Cole nodded as he watched Vance make his way over a small mound of mud and rubbish.

“Where is he taking him?” Cole asked.

“Funeral home,” Preston responded.

Six months earlier, Charles Williams and Thomas Lord had opened the doors to their brand-new funeral parlor. Since then, they’d only managed to snag three percent of the business in and around Greenwood. That equaled thirty-two corpses. Thirty-two and a half if you counted the stillborn baby. The remaining ninety-seven percent went to the forty-year-old community staple: Ross and Sons.

Business was so bad that Williams and Lord had decided to throw in the towel, and just two days before the flood they had officially closed their doors.

But the havoc God wreaked on Mississippi had resulted in good fortune for Williams and Lord. Business, of course, was now booming. They couldn’t believe their good luck, and when out of sight of the bereaved, it was all they could do to keep from grinning.

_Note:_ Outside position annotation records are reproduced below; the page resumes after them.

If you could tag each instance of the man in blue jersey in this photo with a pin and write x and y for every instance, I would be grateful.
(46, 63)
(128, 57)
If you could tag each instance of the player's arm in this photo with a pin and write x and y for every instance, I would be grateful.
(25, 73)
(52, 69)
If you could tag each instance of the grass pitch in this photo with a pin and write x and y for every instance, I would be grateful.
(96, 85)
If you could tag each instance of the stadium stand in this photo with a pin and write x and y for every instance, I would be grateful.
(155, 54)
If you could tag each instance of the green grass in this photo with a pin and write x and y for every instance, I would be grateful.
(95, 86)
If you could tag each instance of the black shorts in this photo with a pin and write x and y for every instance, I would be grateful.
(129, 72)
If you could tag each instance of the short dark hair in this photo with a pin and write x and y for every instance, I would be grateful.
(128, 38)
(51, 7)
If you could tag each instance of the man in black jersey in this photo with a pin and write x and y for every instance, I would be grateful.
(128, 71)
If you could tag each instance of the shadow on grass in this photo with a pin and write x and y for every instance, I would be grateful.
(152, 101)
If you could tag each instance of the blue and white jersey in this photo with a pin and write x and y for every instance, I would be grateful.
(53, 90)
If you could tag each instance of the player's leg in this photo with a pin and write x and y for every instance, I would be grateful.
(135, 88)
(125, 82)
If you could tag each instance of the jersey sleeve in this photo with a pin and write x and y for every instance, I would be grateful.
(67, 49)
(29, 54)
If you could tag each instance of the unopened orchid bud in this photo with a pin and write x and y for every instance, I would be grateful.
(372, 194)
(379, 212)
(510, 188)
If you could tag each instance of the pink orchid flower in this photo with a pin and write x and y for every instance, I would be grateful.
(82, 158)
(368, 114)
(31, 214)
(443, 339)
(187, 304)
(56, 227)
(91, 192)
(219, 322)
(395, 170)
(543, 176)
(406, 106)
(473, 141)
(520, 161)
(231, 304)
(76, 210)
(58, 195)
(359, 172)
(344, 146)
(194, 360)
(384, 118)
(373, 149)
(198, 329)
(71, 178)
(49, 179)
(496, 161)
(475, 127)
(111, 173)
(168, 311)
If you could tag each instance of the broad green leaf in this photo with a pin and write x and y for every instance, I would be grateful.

Vance delivered J.W. Milam’s body to the funeral home and then went off to locate the dead boy’s mother.

J.W.’s body was taken to the brightly lit preparation room. Williams and Lord owned only two silver gurneys and those were already occupied—so they undressed J.W.’s body and propped one chair beneath his head and another beneath his feet. A large block of ice was positioned below his body to keep it cool and a penny was placed on each eyelid.

Chapter Eighteen

E
ula Milam was a short, rotund woman with large dark eyes. She wore her wavy black hair pinned in a loose bun atop her head. She arrived at the Williams and Lord funeral home flanked by her son Fleming and Vance Manning. Mr. Lord led them into a large room with walls covered in bright white tile in the shape of playing cards. The room was filled with more than a dozen bodies and at the sight of so much death, Eula’s legs turned to rubber.

“He’s just over here,” Mr. Lord said.

Vance and Fleming hooked their hands under Eula’s arms and guided her toward her son.

“He look like he’s asleep,” Eula whispered. She wrung her hands and wailed, “Oh, my boy. My sweet, sweet boy!”

In a moment of dramatic grief, Eula Milam threw herself onto J.W.; the weight of her body caused the chairs to shoot out from beneath J.W. and both mother and dead son crashed down onto the melting block of ice. The pennies went skidding across the floor and fell into the drain.

Fleming ran screaming from the room, while Vance and Mr. Lord stood watching in stunned silence as Eula flopped around like a fish on land.

Eula grabbed hold of J.W.’s hand and cried, “Oh, God, why, why!”

The men took her meaty arms and tried to pull her upright, but she remained sprawled on the floor, clinging for life to her son.

“Please, Mrs. Milam, please,” Mr. Lord begged.

“Goddammit, Eula, turn that boy loose!” Vance ordered.

“Ouch, Mama, lemme go!”

Mr. Lord stared at Vance and Vance returned the man’s perplexed gaze. They both peered down at Eula, whose eyes were fixed on J.W.’s heaving chest.

Now, you may doubt that this actually happened. But I have no reason to lie to you. People coming back from the dead is a phenomenon that can be traced all the way back to the Old Testament of the Bible. Just the other day I became aware of a sixty-year-old woman who was hospitalized for an unexplained illness. In the night, her heart stopped beating and the physician pronounced her dead. She was taken to the morgue and her children were called. When the children arrived to identify the body, the old woman’s eyes popped open and she began to cough.

Across the world in Nigeria, a Muslim woman died in childbirth and within twenty-four hours, her still body was bathed, wrapped in white muslin cloth, turned onto its side, and placed in the ground. As the mourners recited the Quranic verse and poured handfuls of soil into the grave, the woman flipped over, sat up, and began clawing at the shroud she had been encased in.

Medical officials blame the occurrence on human error. They even have a term for it: Lazarus syndrome. The religious, of course, give the glory to God. However, the culprit in the resurrection of J.W. Milam was none other than Esther.

Days later the waters started to recede, and the dead began to thoroughly reveal themselves.